The Game: Darkness has fallen anew upon Sosaria, and Lord British calls for your service again. You set out with four adventurers on a quest to gain the experience that will be necessary to survive the long voyage to a volcanic island where the source of all the evil plaguing the world is said to be. (Sven Carlberg, 2002)
Memories: Programmed as a homebrew project, this unofficial version of Ultima III ports the massive home computer RPG to the Game Boy Color. If even half of the game survives that translation intact, that’s a stupendous achievement. But how does it play?

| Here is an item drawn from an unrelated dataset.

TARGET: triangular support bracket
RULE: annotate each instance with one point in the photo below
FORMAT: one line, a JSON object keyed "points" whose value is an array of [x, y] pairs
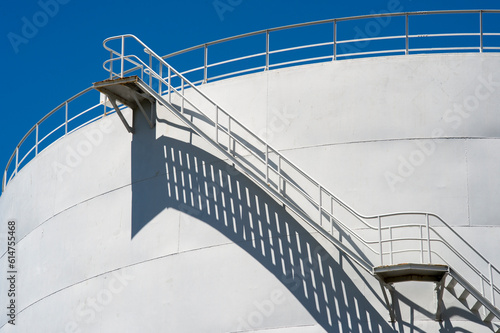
{"points": [[128, 91]]}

The answer: surprisingly well. If you’ve spent any time with the NES or Sega Master System translations of the Ultima games, you pretty much know what to expect here: the smorgasbord of keyboard-driven options has been gracefully confined to a menu system, which, when called up, will “stop time” long enough for you to make the selection you want. Not all of the available commands fit on a single screen, so all one has to do is punch over to the rest of those commands via the arrow key – a feature that the game’s author says is probably the most misunderstood thing about his port.
But with this supposedly being a port of the Commodore 64 edition of Ultima III, this means that anything you could do on the computer version can be done here. That actually puts this homebrew on a plane above the NES versions, which left stuff out or drastically simplified stuff for the sake of watering things down to a simpler menu system. If you’re looking for an Ultima III port that does everything the computer versions of the same title do, it’s here. On the Game Boy Color. If you can believe that.
It also looks and sounds very much like the C64 version. One could argue that the console versions of Ultima III are prettier, their graphics optimized for their respective hardware and tweaked to be acceptable to a post-Legend Of Zelda audience, but this is what the game looked like when I first set eyes on it in the ’80s.
And that brings me to one last point: this homebrew was available for ten years before I’d ever heard of it. Thank goodness. Back in the day, even the Game Boy Color was a huge timesink for me – whole lunch hours would disappear into a game of Monopoly. If I had been aware of this homebrew, and things like flash carts, I never would’ve left the house. Or the bathtub, in all likelihood. It’s that good.